As some posters put it, the ball flight will ‘lie’ to the golfer.
Because according to Trackman, an iron shot hit 170 yards and that misses the sweetspot by one dimple will cause the ball to fly off line by 2 yards either way. Meaning that if all things being equal (no wind, golf ball in good shape, etc) and the ball is struck with a 0.0* face and a 0.0* path, if you hit it 1 measly dimple off the sweetspot towards the heel, the ball will fade about 2 yards off line. And off the toe it will draw 2 yards off line. With a driver hit 250 yards long, the ball 1 measly dimple off the sweetspot will fly off line by 10 yards.

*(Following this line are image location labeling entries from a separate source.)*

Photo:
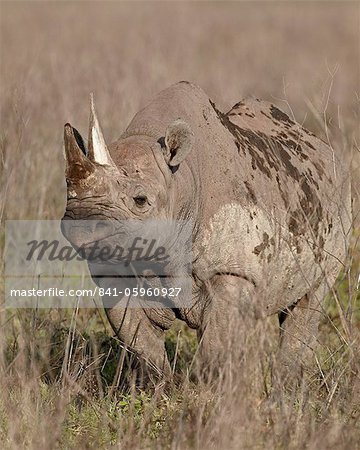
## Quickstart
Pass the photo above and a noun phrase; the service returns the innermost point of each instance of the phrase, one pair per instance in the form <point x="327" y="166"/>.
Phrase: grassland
<point x="61" y="385"/>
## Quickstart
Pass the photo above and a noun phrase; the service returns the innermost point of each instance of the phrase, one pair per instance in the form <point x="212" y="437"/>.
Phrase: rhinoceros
<point x="269" y="203"/>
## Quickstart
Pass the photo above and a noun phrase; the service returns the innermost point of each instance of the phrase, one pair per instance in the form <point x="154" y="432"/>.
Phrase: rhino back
<point x="286" y="221"/>
<point x="270" y="200"/>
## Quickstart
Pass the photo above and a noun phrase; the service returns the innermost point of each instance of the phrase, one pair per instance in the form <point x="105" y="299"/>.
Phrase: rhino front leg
<point x="229" y="314"/>
<point x="143" y="332"/>
<point x="298" y="335"/>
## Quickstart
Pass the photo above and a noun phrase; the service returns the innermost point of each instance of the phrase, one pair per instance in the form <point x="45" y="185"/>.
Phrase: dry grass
<point x="59" y="385"/>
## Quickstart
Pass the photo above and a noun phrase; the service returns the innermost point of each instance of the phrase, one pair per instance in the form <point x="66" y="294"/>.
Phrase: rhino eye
<point x="140" y="200"/>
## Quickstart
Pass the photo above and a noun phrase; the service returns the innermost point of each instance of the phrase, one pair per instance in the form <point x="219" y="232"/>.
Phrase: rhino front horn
<point x="98" y="150"/>
<point x="77" y="164"/>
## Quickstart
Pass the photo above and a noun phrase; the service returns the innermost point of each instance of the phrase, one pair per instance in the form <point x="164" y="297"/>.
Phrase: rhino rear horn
<point x="179" y="141"/>
<point x="98" y="151"/>
<point x="78" y="165"/>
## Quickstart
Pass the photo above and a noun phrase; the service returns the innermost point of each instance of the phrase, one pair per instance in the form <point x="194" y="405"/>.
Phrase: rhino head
<point x="136" y="182"/>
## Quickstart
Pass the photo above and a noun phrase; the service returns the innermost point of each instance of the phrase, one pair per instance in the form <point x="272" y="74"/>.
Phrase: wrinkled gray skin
<point x="270" y="203"/>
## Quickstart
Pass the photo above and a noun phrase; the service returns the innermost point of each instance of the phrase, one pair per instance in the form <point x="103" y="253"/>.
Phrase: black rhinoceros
<point x="269" y="203"/>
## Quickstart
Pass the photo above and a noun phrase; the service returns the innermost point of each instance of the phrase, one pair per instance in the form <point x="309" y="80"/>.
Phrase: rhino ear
<point x="179" y="140"/>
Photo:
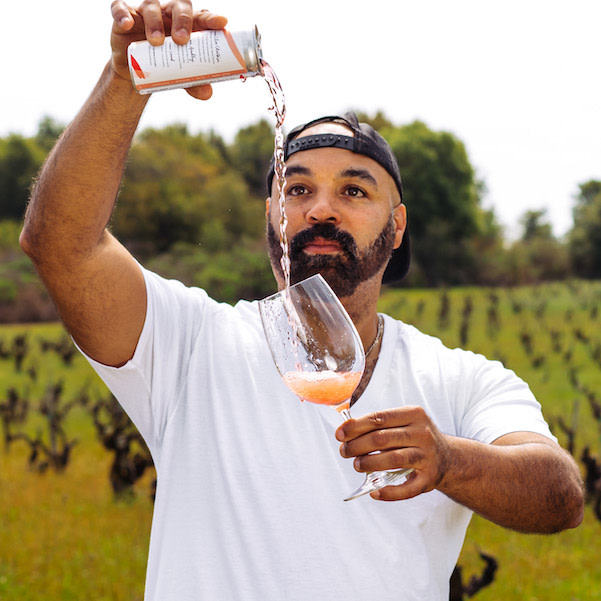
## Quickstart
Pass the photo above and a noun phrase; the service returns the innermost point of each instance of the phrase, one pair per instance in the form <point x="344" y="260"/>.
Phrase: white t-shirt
<point x="251" y="483"/>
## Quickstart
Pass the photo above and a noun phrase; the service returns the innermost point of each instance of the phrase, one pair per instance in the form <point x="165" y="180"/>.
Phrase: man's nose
<point x="324" y="209"/>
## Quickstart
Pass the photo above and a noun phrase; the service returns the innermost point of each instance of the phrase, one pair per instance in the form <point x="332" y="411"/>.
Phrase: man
<point x="250" y="481"/>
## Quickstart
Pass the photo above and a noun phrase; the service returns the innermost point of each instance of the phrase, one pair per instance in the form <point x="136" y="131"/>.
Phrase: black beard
<point x="344" y="271"/>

Again, that’s just one measly dimple.
And the issue is that nobody can tell if they missed the sweetspot by 1 measly dimple or 2-3 measly dimples off the sweetspot. So you could have a 0* path and face and the ball could miss a few yards left of the target and you might assume that you had a closed face at impact or a path that is a bit inside-to-out…..but the reality is that you took a great swing and you missed it ever so slightly in this game where the margin for error is ridiculously small.
I also think the ability to measure the attack angle is a key measurement that Trackman provides. For starters, I think it’s big for drivers if one can understand how to not hit too far down on the ball and still hit the ball consistently and fairly straight. This is one of the processes that I think Tiger Woods is going thru right now as his attack angle with his driver is being measured at -3* in the Hank Haney days. It’s my contention that his attack angle is becoming more shallow with the driver and that’s why we are starting to see him ‘regain’ his old power off the tee as he continues to work with 3Jack Top 50 Instructor, Sean Foley.
PGA Tour player Kevin Streelman suffered from the ‘hitting down too steep’ affliction as he was measured with a -5* attack angle with his driver when he started working with Trackman. One year later after working with Trackman, his attack angle with the driver got down to -1* and he started hitting the ball 40 yards further and more accurately.
The problem with looking at the ball flight is that it’s often hard to figure out just how steep one hit down on the golf ball. I’ve hit plenty of drivers with a nice trajectory where one swing had me hitting down on the ball and the other hand me hitting up on the ball. But the swing where I was hitting down on the ball winds up creating much spin on the ball and the distance winds up going well shorter than the swing with an upward attack angle.
At the level of a PGA Tour player, they should certainly want access to Trackman for constant help with their swing and staying on top of optimizing their driver. In windier conditions they could use Trackman to figure out what trajectory they want and have the Tour van get them the driver they need.
For the average amateur who is serious about the game, they don’t need as much access to Trackman, but it’s still a very helpful tool to use from time to time.